O representante do Ministério da Educação (MEC) e coordenador geral de Políticas para a Juventude do MEC, Yann Furtado, disse que essa era uma oportunidade de ouvir. “Em momentos como esse, diante do Davi Kopenawa, todos nós devemos mais ouvir do que falar personalidades com a relevância para a Amazônia e para o mundo como o xamã”, afirmou.
Sobre os discentes
Os discentes da turma de 2023, Odorico Xamatari Hayata Yanomami, Edinho Yanomami Yarimina Xamatari e Modesto Yanomami Xamatari Amaroko são licenciados pela Ufam no curso de Licenciatura Indígena – Políticas Educacionais e Desenvolvimento Sustentável – Yanomami, e atuam como professores do ensino básico em língua Yanomami em um dos Xapono localizados no Rio Marauiá (Santa Isabel do Rio Negro). Defenderam as suas dissertações dia 23 de abril, e como educadores em suas comunidades, exercem também uma forma de liderança política, construindo pontes entre o saber tradicional e a formação escolar.
Durante o mestrado, cada um escolheu estudar as próprias ancestralidades e registrar, a partir de sua perspectiva, aspectos fundamentais do saber tradicional Yanomami, como forma de valorização, preservação e transmissão desses conhecimentos às próximas gerações. Modesto Yanomami Xamatari Amaroko destaca a honra de ter um parente na sua banca de mestrado. “Meu trabalho faz uma reflexão sobre as músicas e a cantoria dentro dos saberes Yanomami. Espero que eu tenha uma boa resposta do meu parente Davi Kopenawa sobre o trabalho”, disse.

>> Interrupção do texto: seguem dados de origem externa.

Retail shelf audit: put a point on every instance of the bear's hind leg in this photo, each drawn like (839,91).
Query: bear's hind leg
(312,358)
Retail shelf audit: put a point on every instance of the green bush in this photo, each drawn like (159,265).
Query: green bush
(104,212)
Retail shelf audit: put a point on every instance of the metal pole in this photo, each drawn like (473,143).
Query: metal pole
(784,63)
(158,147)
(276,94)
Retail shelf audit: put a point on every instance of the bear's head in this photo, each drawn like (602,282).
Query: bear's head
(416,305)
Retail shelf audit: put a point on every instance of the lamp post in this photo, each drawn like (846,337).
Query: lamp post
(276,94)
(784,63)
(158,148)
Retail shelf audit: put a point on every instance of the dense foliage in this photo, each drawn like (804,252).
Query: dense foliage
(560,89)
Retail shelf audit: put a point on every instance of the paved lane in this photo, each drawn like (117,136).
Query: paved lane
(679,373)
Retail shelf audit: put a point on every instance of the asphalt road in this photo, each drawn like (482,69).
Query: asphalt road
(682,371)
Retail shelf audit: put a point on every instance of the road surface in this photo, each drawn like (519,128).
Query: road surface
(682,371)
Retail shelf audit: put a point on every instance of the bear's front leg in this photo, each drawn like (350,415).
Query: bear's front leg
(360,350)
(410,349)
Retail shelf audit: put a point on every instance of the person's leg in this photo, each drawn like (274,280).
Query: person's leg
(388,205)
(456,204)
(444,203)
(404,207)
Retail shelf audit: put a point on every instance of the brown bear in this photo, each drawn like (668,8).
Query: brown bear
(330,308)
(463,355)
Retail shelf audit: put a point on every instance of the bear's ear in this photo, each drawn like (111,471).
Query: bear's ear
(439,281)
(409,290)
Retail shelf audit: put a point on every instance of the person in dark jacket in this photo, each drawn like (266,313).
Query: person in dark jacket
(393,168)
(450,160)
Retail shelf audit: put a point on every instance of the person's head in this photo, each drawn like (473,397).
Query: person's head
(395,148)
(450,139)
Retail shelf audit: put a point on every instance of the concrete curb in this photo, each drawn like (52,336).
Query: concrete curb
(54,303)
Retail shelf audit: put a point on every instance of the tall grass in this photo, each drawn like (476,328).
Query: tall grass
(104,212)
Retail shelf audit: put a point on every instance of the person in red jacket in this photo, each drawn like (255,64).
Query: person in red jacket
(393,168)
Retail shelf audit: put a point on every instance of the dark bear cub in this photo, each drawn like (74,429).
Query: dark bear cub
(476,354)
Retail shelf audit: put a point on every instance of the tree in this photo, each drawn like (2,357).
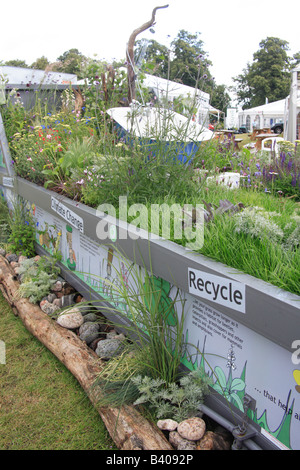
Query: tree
(189,63)
(70,61)
(40,63)
(220,98)
(17,63)
(268,76)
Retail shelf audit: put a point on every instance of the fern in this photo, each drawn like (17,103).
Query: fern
(176,400)
(37,288)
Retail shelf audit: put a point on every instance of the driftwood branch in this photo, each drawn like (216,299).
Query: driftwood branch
(130,54)
(128,428)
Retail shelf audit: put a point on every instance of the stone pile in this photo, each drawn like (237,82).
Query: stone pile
(191,434)
(70,310)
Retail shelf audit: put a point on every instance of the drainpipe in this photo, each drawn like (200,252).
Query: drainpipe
(242,433)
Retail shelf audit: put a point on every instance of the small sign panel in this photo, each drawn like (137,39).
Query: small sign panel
(71,217)
(223,291)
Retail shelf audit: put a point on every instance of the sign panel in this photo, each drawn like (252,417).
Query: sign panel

O coordenador do PPGSCA, professor Caio Souto, enfatizou que os discentes do PPGSCA são egressos da Ufam, em uma licenciatura que foi oferecida na comunidade e chegaram na Pós- graduação. “O Programa é interdisciplinar e tem uma turma em São Gabriel da Cachoeira com 30 alunos indígenas, de 10 etnias diferentes, e uma delas é a Yanomami. O PPGSCA tem o compromisso de celebrar a cultura e o conhecimento indígena brasileiro dentro da universidade pública no nosso país. A participação de Davi Kopenawa nas bancas reafirma o lugar central das vozes indígenas na produção de conhecimento e ressalta a importância das políticas afirmativas que possibilitam o acesso e a permanência de estudantes indígenas na pós-graduação pública. Há a superação de obstáculos institucionais, linguísticos e culturais que, por muito tempo, invisibilizaram os saberes indígenas nos espaços universitários”, destacou. O professor finalizou lembrando também que há editais abertos de mestrado e doutorado em São Gabriel da Cachoeira.